I woke up this morning and my body felt different. It is changing. I am running three to four times a week, trying something new and challenging my body. And I’m growing stronger, changing shape and composition.
As a gymnast for 15 years I exercised great discipline, learned intense mental focus and a singular commitment to the sport and my goals. Through gymnastics I developed great physical abilities and discovered the amazing capacity my body. But… each skill, trick and routine was an attempt to force my body to do things that I was mentally afraid of or that felt impossible to do. I trained, cajoled and pushed my body to do things it couldn’t do naturally – splits, over splits, jumping, twisting.
Running can also be difficult and painful. Running the hills of Malawi and Nashville is grueling and exhausting. But there are also moments that are rhythmic and fluid. There are entire stretches where one finds a groove, the mind can totally relax as the body does its thing. A runner’s high is that moment of unity. Where the perfectly executed floor routine or dismount is always a triumph of mind over matter. The mind must always be alert and controlling the body to keep it poised over the four-inch balance beam or tight in the midst of a twist.

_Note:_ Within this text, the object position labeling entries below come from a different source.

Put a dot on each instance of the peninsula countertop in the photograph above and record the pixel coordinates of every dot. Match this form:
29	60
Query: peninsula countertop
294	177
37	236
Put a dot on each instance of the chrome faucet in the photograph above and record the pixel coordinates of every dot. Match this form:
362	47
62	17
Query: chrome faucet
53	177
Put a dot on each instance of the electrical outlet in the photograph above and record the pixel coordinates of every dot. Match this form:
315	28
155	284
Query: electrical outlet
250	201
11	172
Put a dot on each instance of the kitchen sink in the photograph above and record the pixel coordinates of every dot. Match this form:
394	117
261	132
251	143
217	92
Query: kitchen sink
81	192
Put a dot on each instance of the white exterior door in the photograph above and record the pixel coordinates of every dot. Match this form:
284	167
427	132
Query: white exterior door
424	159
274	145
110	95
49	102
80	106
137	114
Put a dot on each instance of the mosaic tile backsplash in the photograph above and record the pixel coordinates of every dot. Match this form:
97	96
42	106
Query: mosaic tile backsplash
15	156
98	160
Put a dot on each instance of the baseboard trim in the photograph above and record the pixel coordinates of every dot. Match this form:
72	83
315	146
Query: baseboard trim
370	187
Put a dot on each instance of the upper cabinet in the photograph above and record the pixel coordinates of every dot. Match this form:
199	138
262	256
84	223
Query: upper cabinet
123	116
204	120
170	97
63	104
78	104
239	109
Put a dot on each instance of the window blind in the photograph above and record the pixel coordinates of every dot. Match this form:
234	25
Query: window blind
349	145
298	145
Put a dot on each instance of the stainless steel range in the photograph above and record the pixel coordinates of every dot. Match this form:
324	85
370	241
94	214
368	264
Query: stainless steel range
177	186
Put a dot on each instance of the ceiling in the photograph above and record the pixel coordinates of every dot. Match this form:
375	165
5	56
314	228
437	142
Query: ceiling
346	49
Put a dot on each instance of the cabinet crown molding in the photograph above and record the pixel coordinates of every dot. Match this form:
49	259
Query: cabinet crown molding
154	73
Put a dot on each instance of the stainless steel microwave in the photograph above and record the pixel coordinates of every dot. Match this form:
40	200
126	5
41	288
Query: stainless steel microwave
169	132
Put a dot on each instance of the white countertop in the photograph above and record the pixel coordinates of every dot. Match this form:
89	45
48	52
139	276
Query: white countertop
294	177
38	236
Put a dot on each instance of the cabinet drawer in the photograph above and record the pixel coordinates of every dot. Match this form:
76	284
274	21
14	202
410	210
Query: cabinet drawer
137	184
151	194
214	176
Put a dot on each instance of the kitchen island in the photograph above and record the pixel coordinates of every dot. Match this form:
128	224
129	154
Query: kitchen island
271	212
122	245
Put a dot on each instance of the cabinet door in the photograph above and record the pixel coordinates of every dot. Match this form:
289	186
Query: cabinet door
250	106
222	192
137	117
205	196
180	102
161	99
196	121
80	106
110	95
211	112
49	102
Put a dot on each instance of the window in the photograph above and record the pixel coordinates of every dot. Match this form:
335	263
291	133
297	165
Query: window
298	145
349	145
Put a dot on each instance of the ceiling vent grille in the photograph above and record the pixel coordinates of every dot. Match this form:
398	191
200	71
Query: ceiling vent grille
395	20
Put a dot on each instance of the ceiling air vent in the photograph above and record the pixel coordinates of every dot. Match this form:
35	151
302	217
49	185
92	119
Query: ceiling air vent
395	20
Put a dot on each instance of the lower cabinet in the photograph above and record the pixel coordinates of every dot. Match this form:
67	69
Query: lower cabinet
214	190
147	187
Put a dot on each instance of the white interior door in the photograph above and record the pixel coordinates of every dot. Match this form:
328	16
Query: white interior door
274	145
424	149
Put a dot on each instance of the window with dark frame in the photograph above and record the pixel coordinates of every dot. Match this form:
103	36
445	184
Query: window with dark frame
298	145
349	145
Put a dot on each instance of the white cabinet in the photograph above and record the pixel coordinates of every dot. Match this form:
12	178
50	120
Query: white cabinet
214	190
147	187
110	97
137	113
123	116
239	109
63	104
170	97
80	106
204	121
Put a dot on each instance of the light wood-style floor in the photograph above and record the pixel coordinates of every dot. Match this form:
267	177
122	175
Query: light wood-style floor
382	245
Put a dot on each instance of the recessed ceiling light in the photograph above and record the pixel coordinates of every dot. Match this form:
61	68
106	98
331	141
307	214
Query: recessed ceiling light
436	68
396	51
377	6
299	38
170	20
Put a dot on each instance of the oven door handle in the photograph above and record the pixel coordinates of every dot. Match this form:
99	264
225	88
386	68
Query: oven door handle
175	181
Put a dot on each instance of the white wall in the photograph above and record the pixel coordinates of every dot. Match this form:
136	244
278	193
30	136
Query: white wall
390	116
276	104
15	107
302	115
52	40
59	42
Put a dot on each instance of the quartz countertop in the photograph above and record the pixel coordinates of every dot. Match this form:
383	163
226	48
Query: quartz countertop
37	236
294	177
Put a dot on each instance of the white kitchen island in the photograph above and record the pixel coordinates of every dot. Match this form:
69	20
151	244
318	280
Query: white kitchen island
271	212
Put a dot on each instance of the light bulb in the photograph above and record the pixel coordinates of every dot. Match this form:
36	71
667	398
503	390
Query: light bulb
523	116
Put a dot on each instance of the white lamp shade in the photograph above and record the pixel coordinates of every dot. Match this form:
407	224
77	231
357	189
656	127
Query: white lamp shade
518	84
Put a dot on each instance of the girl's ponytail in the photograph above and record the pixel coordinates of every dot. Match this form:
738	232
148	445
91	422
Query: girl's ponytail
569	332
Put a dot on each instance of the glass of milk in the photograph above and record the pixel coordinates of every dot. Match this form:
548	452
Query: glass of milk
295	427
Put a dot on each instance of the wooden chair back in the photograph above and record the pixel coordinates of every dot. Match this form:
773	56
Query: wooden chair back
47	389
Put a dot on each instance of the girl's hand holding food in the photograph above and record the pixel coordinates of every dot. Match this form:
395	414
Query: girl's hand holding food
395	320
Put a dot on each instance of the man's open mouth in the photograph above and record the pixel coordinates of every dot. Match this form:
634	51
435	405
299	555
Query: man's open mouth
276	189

Then there is yoga. One practice last week after three years and I loved it. The results of yoga and gymnastics are often similar – increased flexibility and greater strength. But the methods are radically different. In yoga practice I am supposed to listen to my body, stopping if I need, avoiding certain poses. In gymnastics I worked to ignore discomfort and push through pain in order to achieve and excel. I find when I listen to my body it responds over time – almost gratefully – with greater agility and even greater peace and clarity of mind.
As a gymnast, setting goals, pushing and achieving, the results were often beautiful, skilled and exhilarating. But often at a physical price and sometimes an emotional one. Always de-valuing the present moment in favor of the end goal.
I still want to be healthy, fit and attractive. But now I’m trying to listen to my body first and wait for the results. I walk when I can’t run. When I can’t do a pose that everyone else in the room can do I have to be okay with that.
I’m focused on the process rather than a perceived perfection that I need to attain. And I feel my body changing even though I’m no longer a gymnast.